ALLÂMÜ'L-GUYUB'a karşı tesettür olamaz?

   ELCEVAB: 

   Evvelâ: Sâni'-i Zülcelal nasılki kemal-i ehemmiyetle san'atını güzel göstermek istiyor ve müstekreh şeyleri perdeler altına alıyor ve nimetlerine, o nimetleri süslendirmek cihetiyle nazar-ı dikkati celbediyor.

Öyle de: Mahlukatını ve ibadını sair zîşuurlara güzel göstermek istiyor.

Çirkin vaziyetlerde görünmeleri, Cemil ve Müzeyyin ve Latîf ve Hakîm gibi isimlerine karşı bir nevi isyan ve hilaf-ı edeb oluyor.

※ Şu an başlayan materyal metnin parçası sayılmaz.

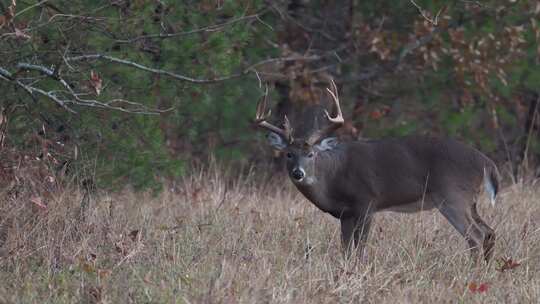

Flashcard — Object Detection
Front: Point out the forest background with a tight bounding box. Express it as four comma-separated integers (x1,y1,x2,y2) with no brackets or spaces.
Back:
0,0,540,190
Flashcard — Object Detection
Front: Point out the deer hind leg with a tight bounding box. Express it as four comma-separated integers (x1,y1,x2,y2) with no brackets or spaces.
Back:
438,195,485,259
471,203,496,262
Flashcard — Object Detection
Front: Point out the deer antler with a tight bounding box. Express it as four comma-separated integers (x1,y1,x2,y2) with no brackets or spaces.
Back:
306,79,345,146
255,86,293,143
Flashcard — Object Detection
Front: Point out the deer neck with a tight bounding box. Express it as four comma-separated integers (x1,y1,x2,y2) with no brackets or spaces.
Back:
295,148,344,205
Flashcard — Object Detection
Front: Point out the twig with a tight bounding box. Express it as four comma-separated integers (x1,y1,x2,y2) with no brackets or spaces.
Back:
409,0,446,26
115,9,267,43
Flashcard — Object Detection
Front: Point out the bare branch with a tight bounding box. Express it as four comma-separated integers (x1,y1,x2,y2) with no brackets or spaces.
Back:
65,54,323,84
115,9,271,43
0,63,170,114
409,0,446,26
65,54,248,84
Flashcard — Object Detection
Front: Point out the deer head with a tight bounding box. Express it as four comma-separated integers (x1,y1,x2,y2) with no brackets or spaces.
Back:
255,80,344,184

   İşte Sünnet-i Seniyedeki edeb, o Sâni'-i Zülcelal'in esmalarının hududları içinde bir mahz-ı edeb vaziyetini takınmaktır.

   Sâniyen: 

   Nasılki bir tabib, doktorluk noktasında bir nâmahremin en nâmahrem uzvuna bakar ve zaruret olduğu vakit ona gösterilir.

Hilaf-ı edeb denilmez.

Belki edeb-i Tıb öyle iktiza eder, denilir.

Fakat o tabib, recüliyet unvanıyla yahut vaiz ismiyle yahut hoca sıfatıyla o nâmahremlere bakamaz.

Ona gösterilmesini edeb fetva veremez.

Ve o cihette ona göstermek, hayâsızlıktır.

Öyle de Sâni'-i Zülcelal'in çok esması var.

Herbir ismin ayrı bir cilvesi var.

Meselâ: "Gaffar" ismi, günahların vücudunu ve "Settar" ismi, kusuratın bulunmasını iktiza ettikleri gibi; "Cemil" ismi de, çirkinliği görmek istemez.

"Latîf, Kerim, Hakîm, Rahîm" gibi esma-i cemaliye ve kemaliye, mevcudatın güzel bir surette ve mümkün vaziyetlerin en iyisinde bulunmalarını iktiza ederler.

Ve o esma-i cemaliye ve kemaliye ise, melaike ve ruhanî ve cinn ve insin nazarında güzelliklerini, mevcudatın güzel vaziyetleriyle ve hüsn-ü edebleriyle göstermek isterler.

   İşte Sünnet-i Seniyedeki âdâb, bu ulvî âdâbın işaretidir ve düsturlarıdır ve numuneleridir.